As the reporters continued their investigation, the book says, Weinstein threatened them, stalked them on social media, and eventually sent private investigators from security firm Black Cube after them in a bid to stop publication. One of the most chilling sections of the book is when both McGowan and Kantor are contacted by one Diana Filip, a female Black Cube agent posing as an event manager.
This book makes sad reading if you are Indian, and have watched how the #MeToo movement has crumbled over the last year. Indian law allows those accused of harassment to defend themselves by filing criminal defamation suits, which means that victims can face jail time. One ongoing case is that filed by former minister of state for external affairs M.J. Akbar against journalist Priya Ramani.
While Kantor criticizes the American legal system, it is still vastly better for journalists than India’s. The first amendment of the US Constitution, which guarantees freedom of speech and freedom of the press, is virtually sacrosanct. Criminal defamation exists in theory in the US but is not widely prosecuted. Numerous Supreme Court decisions have spoken out in favour of press freedom. With all this backing, Dean Baquet, the executive editor of NYT, was able to stand firmly behind his reporters.
The reporters did not anticipate that the story would make a splash, but it prompted a flood of stories from women. After the story came out, NYT expanded its investigation into the harassment of blue-collar women working in restaurants, factories and prisons—another thing that hasn’t happened in India, where #MeToo has been confined to mostly privileged women. The book also covers Christine Blasey Ford’s attempt to keep Brett Kavanaugh off the US Supreme Court, which ended with Ford having to virtually go into hiding.

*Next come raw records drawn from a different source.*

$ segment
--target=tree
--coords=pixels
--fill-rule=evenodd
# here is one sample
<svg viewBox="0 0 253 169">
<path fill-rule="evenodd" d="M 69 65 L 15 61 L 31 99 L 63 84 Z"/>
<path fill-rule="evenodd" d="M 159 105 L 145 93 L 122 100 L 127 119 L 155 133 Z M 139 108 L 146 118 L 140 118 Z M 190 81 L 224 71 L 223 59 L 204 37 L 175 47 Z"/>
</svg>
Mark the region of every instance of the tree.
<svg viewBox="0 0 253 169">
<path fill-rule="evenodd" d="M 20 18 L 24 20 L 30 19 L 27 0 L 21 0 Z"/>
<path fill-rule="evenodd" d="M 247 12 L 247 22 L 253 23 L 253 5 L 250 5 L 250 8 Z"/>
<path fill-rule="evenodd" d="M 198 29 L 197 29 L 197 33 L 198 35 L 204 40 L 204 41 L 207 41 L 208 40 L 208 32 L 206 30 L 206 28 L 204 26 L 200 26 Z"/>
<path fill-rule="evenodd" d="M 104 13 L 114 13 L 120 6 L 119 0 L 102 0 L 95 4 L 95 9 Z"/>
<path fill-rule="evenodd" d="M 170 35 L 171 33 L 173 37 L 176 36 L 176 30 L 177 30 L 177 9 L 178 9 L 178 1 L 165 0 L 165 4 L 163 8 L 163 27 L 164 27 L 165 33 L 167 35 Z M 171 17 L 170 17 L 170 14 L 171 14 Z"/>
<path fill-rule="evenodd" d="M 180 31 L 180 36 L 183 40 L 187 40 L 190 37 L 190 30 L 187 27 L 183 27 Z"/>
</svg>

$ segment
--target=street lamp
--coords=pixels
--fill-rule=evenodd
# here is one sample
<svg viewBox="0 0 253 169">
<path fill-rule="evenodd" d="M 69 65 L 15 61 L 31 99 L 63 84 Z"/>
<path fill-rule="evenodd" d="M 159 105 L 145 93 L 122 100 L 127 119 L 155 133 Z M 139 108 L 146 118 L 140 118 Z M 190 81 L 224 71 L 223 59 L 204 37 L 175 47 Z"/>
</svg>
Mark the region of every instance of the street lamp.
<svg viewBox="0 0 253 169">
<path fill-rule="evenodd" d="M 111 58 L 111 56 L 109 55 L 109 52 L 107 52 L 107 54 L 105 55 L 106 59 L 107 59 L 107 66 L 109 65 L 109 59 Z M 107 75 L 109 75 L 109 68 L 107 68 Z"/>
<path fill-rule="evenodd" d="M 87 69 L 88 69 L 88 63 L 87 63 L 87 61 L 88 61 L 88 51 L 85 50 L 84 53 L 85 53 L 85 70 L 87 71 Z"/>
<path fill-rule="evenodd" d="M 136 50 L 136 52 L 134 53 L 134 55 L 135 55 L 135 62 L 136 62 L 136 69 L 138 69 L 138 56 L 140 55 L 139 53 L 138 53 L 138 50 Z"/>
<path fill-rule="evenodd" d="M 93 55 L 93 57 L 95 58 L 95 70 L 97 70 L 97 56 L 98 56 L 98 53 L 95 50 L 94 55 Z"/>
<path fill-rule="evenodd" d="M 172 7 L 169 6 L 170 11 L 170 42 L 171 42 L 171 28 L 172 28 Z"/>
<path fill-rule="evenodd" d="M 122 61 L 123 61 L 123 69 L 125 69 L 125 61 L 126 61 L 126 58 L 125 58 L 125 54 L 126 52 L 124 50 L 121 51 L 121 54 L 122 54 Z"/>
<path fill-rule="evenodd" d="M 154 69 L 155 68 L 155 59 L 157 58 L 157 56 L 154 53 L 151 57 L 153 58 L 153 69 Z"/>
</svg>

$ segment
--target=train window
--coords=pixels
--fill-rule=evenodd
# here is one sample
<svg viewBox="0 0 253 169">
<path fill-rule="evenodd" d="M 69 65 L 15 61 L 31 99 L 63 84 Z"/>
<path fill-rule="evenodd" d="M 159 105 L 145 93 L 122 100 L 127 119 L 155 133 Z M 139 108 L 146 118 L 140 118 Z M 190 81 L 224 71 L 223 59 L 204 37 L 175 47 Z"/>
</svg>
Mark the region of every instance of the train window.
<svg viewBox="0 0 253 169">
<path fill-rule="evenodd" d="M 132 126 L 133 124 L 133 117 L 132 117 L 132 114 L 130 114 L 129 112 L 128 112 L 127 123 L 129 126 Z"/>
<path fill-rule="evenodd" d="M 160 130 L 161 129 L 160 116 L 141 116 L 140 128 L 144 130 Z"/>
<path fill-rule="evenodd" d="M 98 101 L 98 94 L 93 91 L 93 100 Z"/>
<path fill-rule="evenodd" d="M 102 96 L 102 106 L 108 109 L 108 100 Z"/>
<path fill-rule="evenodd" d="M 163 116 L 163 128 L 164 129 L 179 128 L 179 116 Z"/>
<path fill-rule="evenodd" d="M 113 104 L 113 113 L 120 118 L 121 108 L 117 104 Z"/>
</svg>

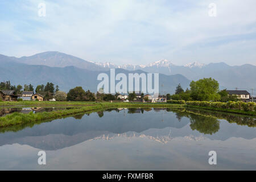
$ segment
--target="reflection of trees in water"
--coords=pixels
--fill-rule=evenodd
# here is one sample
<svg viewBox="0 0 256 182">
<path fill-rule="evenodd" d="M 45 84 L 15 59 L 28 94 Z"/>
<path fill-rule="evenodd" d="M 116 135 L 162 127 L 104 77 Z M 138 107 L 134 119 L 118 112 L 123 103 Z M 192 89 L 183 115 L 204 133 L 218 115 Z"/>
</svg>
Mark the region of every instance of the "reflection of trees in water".
<svg viewBox="0 0 256 182">
<path fill-rule="evenodd" d="M 98 115 L 100 118 L 101 118 L 103 117 L 103 115 L 104 115 L 103 111 L 98 111 L 97 112 L 97 113 L 98 114 Z"/>
<path fill-rule="evenodd" d="M 14 112 L 19 112 L 21 108 L 3 108 L 0 109 L 0 117 L 4 116 L 7 114 L 11 114 Z"/>
<path fill-rule="evenodd" d="M 191 129 L 197 130 L 201 133 L 212 135 L 220 129 L 219 122 L 215 117 L 187 112 L 184 109 L 167 109 L 167 110 L 175 113 L 176 118 L 180 122 L 183 117 L 189 118 L 191 121 Z"/>
<path fill-rule="evenodd" d="M 212 135 L 220 129 L 219 121 L 214 117 L 191 114 L 189 118 L 190 127 L 193 130 L 196 130 L 204 134 Z"/>
<path fill-rule="evenodd" d="M 137 109 L 137 108 L 129 108 L 128 109 L 128 114 L 135 113 L 137 109 Z"/>
<path fill-rule="evenodd" d="M 214 117 L 220 119 L 225 119 L 229 123 L 236 123 L 239 125 L 247 125 L 249 127 L 256 127 L 256 118 L 249 115 L 197 109 L 189 109 L 189 110 L 188 111 L 190 112 L 192 111 L 193 113 L 207 116 Z"/>
<path fill-rule="evenodd" d="M 76 114 L 76 115 L 73 116 L 73 117 L 76 119 L 82 119 L 82 118 L 84 115 L 84 114 Z"/>
</svg>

It’s hard to criticize this book because it does what it says on the tin. If one were nit-picking, it might be to say that the book ends anti-climactically, with a gathering of victims in Paltrow’s house. Somehow the drama of the previous pages is dimmed, as the women ranging from a McDonald’s worker to Ford talk over Japanese food.
Nevertheless, this is a deeply inspiring book, especially for women. The takeaway for Indians: Power lies in collective action. Newspapers need to back their journalists. Criminal defamation needs to go. It will be a long haul. But as Judd said after she spoke out: “I have to know the hill on which I was willing to die. The equality of the sexes is that hill for me."
Kavitha Rao is a Bengaluru-based journalist and author.